A number of rich and powerful personnel took the responsibility of managing the affairs of Rmeich and its people.

Municipal Elections

The Municipal election was held for the first time in 1961. It was based on an alliance of the majority of the main families against another alliance of the minority of the same families. Few hours before the elections, the two alliances meet and agreed on a head of the municipality council and a representation of all the families in the council.On that basis the first election was held in the village.

This council was behind a lot of projects, the most important are:

  • The establishment of the electrical system in 1964
  • The establishment of the water system in 1964
  • Paving the roads in 1965
  • Buying 1000 m2 to build a high school

Parliamentary Elections

These elections reflected the agreement or disagreement of families. Usually the village has been split between supporters and opposition to the deputy or another; however they agreed once to vote for the same deputy.

The fist election was held in 1972, 2001 and the last was held in 2005. The problem with these elections is still the same, the division of electoral areas. The position of Rmeich within a Muslim dominated area meant that the votes will not make a difference. Until we get better divisions the votes of Rmeich will still be meaningless.
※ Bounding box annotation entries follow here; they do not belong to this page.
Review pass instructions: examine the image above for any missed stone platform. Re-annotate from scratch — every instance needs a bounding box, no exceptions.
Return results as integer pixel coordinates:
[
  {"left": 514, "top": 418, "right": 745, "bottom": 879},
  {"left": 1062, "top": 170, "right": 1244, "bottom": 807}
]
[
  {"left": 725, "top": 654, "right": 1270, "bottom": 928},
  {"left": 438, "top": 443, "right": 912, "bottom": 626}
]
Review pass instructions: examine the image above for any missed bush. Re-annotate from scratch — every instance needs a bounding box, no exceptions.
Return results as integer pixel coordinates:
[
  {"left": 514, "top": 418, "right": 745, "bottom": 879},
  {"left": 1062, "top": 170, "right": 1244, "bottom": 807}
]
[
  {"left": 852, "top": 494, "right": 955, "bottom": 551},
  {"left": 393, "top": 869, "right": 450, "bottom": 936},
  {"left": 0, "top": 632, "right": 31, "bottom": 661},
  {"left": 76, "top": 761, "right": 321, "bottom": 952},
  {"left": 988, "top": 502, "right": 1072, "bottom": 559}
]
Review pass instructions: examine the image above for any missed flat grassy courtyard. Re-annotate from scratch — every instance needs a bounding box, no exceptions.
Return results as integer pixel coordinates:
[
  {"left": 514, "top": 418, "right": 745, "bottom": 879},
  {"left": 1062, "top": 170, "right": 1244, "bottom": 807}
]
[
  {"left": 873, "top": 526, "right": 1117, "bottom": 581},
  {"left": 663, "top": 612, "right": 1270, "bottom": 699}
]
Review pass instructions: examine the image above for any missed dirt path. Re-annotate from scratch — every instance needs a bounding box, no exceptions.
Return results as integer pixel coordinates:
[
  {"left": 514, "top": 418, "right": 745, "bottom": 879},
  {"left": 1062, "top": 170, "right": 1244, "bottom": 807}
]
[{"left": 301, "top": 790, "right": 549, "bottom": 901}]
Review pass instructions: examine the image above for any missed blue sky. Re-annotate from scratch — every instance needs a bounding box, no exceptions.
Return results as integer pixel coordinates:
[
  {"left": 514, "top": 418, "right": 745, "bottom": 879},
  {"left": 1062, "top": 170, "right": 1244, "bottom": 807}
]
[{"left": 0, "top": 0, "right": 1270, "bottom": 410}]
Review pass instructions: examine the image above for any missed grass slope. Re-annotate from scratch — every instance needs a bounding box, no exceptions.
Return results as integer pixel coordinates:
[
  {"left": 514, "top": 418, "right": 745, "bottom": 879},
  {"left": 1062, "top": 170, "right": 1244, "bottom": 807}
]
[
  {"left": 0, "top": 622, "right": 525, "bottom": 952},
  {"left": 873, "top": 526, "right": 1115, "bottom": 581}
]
Local Administration 1975–1992

The local administration is a committee comprising representatives of all the families in the village. The Local Administration handled the municipal council and the mayor duties because of the events that happened at that time.

Natural disasters[edit]

Rmeich suffered from many natural disasters, the most significant one was the earthquake of 1837 when an earthquake hit the village killing 35. The rest of the people were praying in the church that day and therefore were protected by the strong building of the church.

Rmeich was hit by few other earthquakes in 1887, 1888 and 1927 which caused the destruction of many houses without any casualties.


Planting tobacco started in Rmeich halfway through the 18th century due to several natural factors: vast agricultural land, availability of irrigation water and farmers.

In 1883, the Ottoman government granted the right to monopolize the tobacco to the Regie Company. Rmeich residents did not abide by this resolution, which prompted the government to send a detachment of the army to end this situation. It ended after 8 days by the people of Rmeich agreeing on the decision.


Around Rmeich there are few mountains that were occupied by different people through the history, which still have some remains today. The people who lived in these mountains are the Romans and Muslims. The most important mountains are:

Katamoun The Romans lived in Katamoun around 2,000 years ago and transformed it to a military post where they built a fortress to protect their country. Until today some remains of the fortress can still be seen in the form of a 50mx50m fence.

Koura was occupied by the Romans and the Muslims who stayed there until the end of 1838 when they left because of an earthquake that hit the area. The ruins in that mountain are still standing till today.

Some other ruins in the form of old cemeteries found in different parts of the village which are believed to go back to the 4th century BC.